I dunno. I managed to meter correctly nearly every time back in the day, even silhouetted subjects against bright backlight, and even using transparency film with maybe five stops of dynamic range (instead of 12 or more from my Pentax), and even with no possibility of correction prior to display. My old Canon F-1 had a useful center-spot meter good for that purpose, and better (for anyone who understood zone placement) than the center-weighted metering used by Nikon. That was before multi-zone metering, which was a feature on my Canon T90 (a lovely camera). I still use an external meter for big film cameras, of course, even though I have the metering prisms for my Pentax 67s. For large format, I use a spot meter, but I don't do a lot of filtration or long bellows macro extension that would require a lot of mental math (though I do know the math).

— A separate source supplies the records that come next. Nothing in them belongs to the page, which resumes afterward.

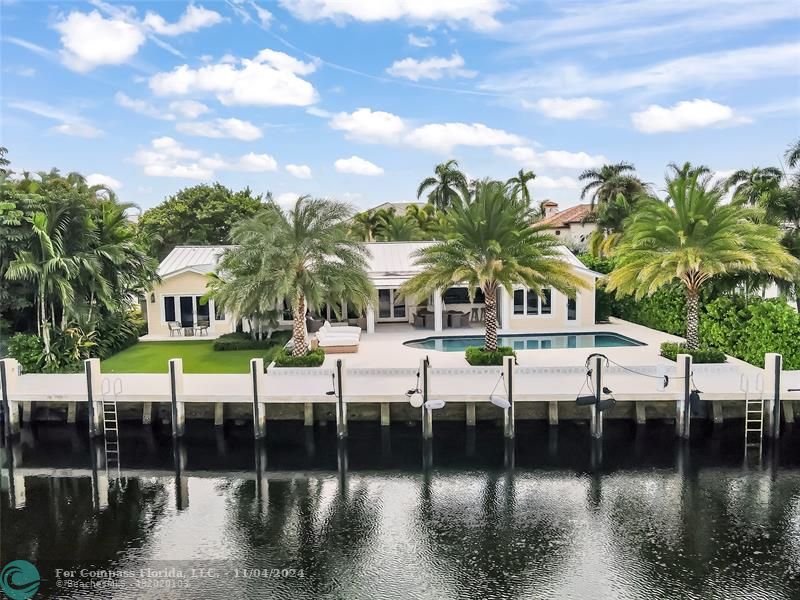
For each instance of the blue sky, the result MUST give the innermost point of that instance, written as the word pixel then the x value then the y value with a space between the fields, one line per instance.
pixel 359 100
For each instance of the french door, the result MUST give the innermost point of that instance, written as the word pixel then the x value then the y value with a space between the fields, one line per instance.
pixel 390 306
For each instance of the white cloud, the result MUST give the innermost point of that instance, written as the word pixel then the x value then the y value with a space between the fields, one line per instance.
pixel 166 157
pixel 254 163
pixel 78 130
pixel 557 159
pixel 568 108
pixel 142 107
pixel 688 114
pixel 480 14
pixel 380 127
pixel 421 42
pixel 286 200
pixel 191 109
pixel 543 182
pixel 90 40
pixel 299 171
pixel 356 165
pixel 271 79
pixel 443 137
pixel 195 18
pixel 730 66
pixel 105 180
pixel 367 125
pixel 70 124
pixel 221 128
pixel 433 68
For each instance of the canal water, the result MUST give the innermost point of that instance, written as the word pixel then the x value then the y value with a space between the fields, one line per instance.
pixel 388 516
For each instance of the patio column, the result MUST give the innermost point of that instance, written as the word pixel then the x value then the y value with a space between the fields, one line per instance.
pixel 505 309
pixel 370 319
pixel 437 310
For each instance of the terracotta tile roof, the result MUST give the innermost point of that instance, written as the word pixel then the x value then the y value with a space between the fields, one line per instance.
pixel 574 214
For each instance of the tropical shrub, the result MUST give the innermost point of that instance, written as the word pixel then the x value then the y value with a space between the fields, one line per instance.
pixel 27 349
pixel 312 358
pixel 704 354
pixel 477 356
pixel 243 341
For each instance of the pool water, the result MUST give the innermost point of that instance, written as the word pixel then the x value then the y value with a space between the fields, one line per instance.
pixel 527 341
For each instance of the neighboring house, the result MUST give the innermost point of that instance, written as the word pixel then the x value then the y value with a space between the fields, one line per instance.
pixel 570 224
pixel 184 274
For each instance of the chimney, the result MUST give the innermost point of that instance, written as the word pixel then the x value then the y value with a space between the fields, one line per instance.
pixel 550 207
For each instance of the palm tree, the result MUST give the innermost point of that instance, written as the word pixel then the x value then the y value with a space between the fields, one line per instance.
pixel 519 184
pixel 45 265
pixel 394 228
pixel 693 239
pixel 491 245
pixel 754 186
pixel 605 183
pixel 303 256
pixel 448 186
pixel 793 154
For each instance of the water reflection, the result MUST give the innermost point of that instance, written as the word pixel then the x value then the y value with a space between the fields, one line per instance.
pixel 386 514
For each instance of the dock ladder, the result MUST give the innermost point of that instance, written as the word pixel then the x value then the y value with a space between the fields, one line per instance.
pixel 754 413
pixel 111 424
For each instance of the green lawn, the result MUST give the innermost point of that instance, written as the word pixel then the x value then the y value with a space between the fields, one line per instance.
pixel 198 357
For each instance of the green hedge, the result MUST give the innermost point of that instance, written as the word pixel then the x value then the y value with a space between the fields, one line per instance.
pixel 477 356
pixel 702 355
pixel 243 341
pixel 313 358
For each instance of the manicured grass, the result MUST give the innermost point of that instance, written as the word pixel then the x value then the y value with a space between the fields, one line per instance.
pixel 198 357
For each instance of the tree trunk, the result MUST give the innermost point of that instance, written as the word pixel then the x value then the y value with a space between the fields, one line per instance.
pixel 299 327
pixel 490 319
pixel 692 319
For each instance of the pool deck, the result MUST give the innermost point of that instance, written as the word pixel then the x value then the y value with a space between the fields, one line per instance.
pixel 385 348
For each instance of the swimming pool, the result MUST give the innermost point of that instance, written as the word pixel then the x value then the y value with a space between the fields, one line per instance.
pixel 527 341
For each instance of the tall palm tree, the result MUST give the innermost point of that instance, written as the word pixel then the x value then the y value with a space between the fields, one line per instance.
pixel 492 245
pixel 47 267
pixel 754 186
pixel 605 183
pixel 396 228
pixel 447 188
pixel 793 154
pixel 693 239
pixel 304 256
pixel 519 184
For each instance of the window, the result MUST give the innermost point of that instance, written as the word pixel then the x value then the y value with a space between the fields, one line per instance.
pixel 528 302
pixel 219 312
pixel 546 302
pixel 169 308
pixel 519 302
pixel 202 310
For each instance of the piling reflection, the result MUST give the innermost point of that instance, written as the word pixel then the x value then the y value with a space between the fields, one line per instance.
pixel 384 513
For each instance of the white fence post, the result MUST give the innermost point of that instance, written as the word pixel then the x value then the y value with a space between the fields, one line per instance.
pixel 259 389
pixel 508 377
pixel 773 369
pixel 176 393
pixel 9 369
pixel 683 416
pixel 94 396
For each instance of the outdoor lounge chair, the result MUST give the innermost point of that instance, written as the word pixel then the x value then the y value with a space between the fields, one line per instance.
pixel 327 327
pixel 337 344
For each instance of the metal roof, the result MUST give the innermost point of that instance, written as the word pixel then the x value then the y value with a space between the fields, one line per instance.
pixel 195 258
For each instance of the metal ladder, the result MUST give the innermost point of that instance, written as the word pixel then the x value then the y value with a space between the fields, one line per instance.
pixel 754 412
pixel 111 424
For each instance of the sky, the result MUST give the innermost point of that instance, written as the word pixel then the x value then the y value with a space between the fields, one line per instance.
pixel 359 100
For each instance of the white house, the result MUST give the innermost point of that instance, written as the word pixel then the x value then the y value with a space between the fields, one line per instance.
pixel 184 275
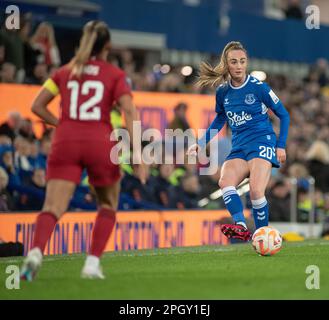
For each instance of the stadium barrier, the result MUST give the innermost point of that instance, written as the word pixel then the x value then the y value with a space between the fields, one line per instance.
pixel 156 109
pixel 133 230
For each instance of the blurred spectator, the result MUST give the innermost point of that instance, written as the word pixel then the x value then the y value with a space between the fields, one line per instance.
pixel 13 49
pixel 5 140
pixel 7 163
pixel 45 147
pixel 44 40
pixel 293 10
pixel 132 186
pixel 318 164
pixel 32 56
pixel 6 201
pixel 179 121
pixel 163 190
pixel 32 199
pixel 11 126
pixel 21 157
pixel 8 73
pixel 26 129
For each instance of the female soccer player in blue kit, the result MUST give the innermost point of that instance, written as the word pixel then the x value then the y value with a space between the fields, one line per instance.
pixel 243 101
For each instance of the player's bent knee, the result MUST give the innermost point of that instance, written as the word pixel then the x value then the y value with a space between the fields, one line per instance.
pixel 223 183
pixel 57 210
pixel 256 193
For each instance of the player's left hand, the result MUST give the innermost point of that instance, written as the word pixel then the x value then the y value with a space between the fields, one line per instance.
pixel 140 172
pixel 281 155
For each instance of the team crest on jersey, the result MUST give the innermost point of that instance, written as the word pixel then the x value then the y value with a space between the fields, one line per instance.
pixel 264 108
pixel 238 119
pixel 250 98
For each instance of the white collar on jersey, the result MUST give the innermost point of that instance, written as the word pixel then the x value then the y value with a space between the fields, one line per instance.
pixel 246 81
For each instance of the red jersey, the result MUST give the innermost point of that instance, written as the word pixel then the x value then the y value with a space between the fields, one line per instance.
pixel 86 101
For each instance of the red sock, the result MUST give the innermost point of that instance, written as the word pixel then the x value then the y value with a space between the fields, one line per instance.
pixel 45 225
pixel 103 227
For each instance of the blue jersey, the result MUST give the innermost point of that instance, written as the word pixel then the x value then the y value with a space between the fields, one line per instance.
pixel 245 109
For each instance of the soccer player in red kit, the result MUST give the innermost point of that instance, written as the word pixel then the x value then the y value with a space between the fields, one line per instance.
pixel 89 86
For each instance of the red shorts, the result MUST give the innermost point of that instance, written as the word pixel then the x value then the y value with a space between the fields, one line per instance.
pixel 68 159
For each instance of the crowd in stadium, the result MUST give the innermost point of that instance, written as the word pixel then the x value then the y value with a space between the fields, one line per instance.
pixel 31 59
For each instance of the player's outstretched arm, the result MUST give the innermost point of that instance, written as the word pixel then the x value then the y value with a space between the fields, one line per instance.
pixel 213 129
pixel 40 104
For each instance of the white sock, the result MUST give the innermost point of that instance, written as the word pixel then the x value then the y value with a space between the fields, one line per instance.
pixel 92 261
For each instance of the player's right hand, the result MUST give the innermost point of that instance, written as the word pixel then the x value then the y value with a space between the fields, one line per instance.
pixel 193 150
pixel 140 172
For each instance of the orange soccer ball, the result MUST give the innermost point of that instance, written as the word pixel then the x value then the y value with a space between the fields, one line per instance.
pixel 267 241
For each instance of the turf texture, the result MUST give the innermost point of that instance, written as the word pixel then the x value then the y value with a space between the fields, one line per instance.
pixel 210 272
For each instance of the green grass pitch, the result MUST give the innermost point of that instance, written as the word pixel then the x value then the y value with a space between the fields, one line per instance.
pixel 211 272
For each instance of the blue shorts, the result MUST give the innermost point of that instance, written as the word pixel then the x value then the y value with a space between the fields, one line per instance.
pixel 263 147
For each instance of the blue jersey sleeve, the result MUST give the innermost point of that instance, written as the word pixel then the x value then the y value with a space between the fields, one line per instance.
pixel 217 123
pixel 270 99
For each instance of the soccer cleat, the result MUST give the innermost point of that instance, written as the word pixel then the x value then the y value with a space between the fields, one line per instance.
pixel 236 231
pixel 92 272
pixel 31 265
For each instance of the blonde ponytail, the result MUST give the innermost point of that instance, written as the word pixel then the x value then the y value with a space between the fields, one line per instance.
pixel 215 76
pixel 85 49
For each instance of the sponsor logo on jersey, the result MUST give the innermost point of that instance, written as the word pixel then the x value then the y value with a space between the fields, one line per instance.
pixel 238 119
pixel 274 97
pixel 250 98
pixel 91 70
pixel 264 108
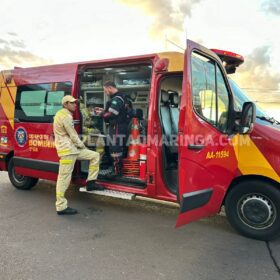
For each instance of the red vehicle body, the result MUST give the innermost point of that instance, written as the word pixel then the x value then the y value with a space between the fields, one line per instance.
pixel 219 158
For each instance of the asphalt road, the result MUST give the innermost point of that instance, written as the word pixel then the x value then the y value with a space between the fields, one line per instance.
pixel 116 239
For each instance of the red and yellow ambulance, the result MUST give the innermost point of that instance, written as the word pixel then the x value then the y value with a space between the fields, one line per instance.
pixel 206 145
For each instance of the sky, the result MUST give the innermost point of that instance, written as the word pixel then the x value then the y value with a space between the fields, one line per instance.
pixel 34 32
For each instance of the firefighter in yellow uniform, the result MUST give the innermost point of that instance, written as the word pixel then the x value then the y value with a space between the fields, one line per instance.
pixel 70 148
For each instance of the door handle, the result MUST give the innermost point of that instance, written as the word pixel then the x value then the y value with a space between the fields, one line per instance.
pixel 196 147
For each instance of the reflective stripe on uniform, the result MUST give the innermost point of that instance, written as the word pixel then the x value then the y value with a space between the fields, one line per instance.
pixel 59 194
pixel 93 167
pixel 66 161
pixel 63 152
pixel 61 113
pixel 116 155
pixel 115 112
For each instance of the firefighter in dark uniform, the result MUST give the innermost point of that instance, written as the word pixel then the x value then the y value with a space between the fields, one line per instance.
pixel 115 114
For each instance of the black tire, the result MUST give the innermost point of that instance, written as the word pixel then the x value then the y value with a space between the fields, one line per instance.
pixel 253 209
pixel 19 181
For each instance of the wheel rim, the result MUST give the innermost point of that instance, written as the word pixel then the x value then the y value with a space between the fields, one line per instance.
pixel 257 211
pixel 18 178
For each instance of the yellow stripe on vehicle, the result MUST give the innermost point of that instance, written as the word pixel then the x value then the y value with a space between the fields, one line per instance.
pixel 251 161
pixel 63 152
pixel 66 161
pixel 7 103
pixel 93 168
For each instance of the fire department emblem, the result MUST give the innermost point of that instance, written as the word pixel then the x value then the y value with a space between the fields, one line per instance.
pixel 21 136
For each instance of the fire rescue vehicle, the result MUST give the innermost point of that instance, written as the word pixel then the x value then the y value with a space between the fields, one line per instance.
pixel 203 143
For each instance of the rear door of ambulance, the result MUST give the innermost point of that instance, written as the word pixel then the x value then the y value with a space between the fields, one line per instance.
pixel 207 161
pixel 37 101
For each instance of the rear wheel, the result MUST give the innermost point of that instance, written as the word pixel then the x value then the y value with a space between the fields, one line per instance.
pixel 19 181
pixel 253 209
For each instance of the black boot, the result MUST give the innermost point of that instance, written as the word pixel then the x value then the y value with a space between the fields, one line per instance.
pixel 93 186
pixel 67 211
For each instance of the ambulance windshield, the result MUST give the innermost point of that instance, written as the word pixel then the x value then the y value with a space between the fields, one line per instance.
pixel 240 97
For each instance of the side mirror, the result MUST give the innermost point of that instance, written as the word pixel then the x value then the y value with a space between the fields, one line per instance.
pixel 248 117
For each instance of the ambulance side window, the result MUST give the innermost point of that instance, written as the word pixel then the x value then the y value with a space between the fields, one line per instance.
pixel 40 102
pixel 209 92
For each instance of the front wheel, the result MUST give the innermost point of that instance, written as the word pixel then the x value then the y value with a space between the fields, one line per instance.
pixel 19 181
pixel 253 209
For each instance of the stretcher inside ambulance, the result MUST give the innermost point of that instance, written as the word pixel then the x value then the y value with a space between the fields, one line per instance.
pixel 194 137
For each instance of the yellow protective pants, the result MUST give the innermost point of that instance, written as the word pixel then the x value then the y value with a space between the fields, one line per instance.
pixel 66 166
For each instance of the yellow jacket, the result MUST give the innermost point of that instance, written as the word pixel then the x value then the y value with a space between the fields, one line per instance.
pixel 67 141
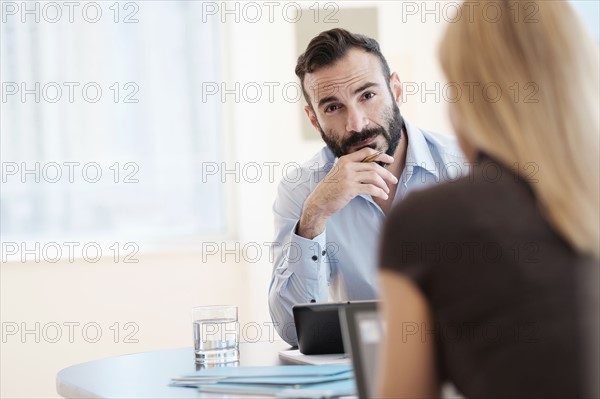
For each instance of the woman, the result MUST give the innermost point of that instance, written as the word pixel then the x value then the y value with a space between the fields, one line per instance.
pixel 491 281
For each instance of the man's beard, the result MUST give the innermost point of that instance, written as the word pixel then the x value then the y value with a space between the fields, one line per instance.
pixel 392 135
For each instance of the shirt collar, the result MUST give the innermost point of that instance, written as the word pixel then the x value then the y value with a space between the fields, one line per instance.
pixel 418 153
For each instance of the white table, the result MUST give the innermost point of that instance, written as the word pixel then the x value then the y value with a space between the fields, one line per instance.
pixel 147 375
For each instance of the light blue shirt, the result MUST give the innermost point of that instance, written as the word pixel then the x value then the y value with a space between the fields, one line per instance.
pixel 340 264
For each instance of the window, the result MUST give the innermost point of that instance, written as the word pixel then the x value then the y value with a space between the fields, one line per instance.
pixel 103 130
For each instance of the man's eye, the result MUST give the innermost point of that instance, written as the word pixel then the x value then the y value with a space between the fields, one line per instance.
pixel 368 95
pixel 332 107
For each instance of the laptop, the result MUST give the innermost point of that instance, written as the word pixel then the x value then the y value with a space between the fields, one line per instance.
pixel 362 333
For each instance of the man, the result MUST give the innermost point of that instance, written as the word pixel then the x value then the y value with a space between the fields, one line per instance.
pixel 328 221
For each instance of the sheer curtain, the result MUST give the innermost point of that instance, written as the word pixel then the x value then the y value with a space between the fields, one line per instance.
pixel 103 127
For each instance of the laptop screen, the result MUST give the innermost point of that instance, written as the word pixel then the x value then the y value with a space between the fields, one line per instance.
pixel 362 333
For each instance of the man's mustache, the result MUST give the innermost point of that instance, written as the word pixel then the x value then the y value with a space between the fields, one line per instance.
pixel 358 137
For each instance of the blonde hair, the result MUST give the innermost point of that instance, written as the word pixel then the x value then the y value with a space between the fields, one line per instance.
pixel 545 121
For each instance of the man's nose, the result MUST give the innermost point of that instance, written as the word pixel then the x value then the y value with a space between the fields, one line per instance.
pixel 356 120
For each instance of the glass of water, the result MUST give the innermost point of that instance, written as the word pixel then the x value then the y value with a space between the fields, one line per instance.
pixel 216 332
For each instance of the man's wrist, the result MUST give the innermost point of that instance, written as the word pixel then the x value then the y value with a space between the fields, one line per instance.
pixel 311 224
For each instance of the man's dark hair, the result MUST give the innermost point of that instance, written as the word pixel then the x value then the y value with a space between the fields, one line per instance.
pixel 329 47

Rather than letting a screen tell me if something is exposed correctly (which I absolutely do when using, say, my iPhone), I can just point the meter spot on the part I want to place at middle gray, press the AE lock button, recompose, and make the photo. I do that anyway because I set the camera to only use the center focus spot, and I focus and then recompose unless I'm using a tripod. Or, I can depend on the multi-zone metering in the camera that will seek to prevent any one zone from falling outside the characteristic curve. You know--tools that have existed to solve this problem for decades; tools that iPhones don't have. I don't think any of that is slower or less accurate than using an electronic finder to check exposure.
For me chimping is about checking the expressions of the subject and to make sure everyone's eyes were open. For non-moving subjects, I rarely chimp more than a quick glance at the held image before it times out.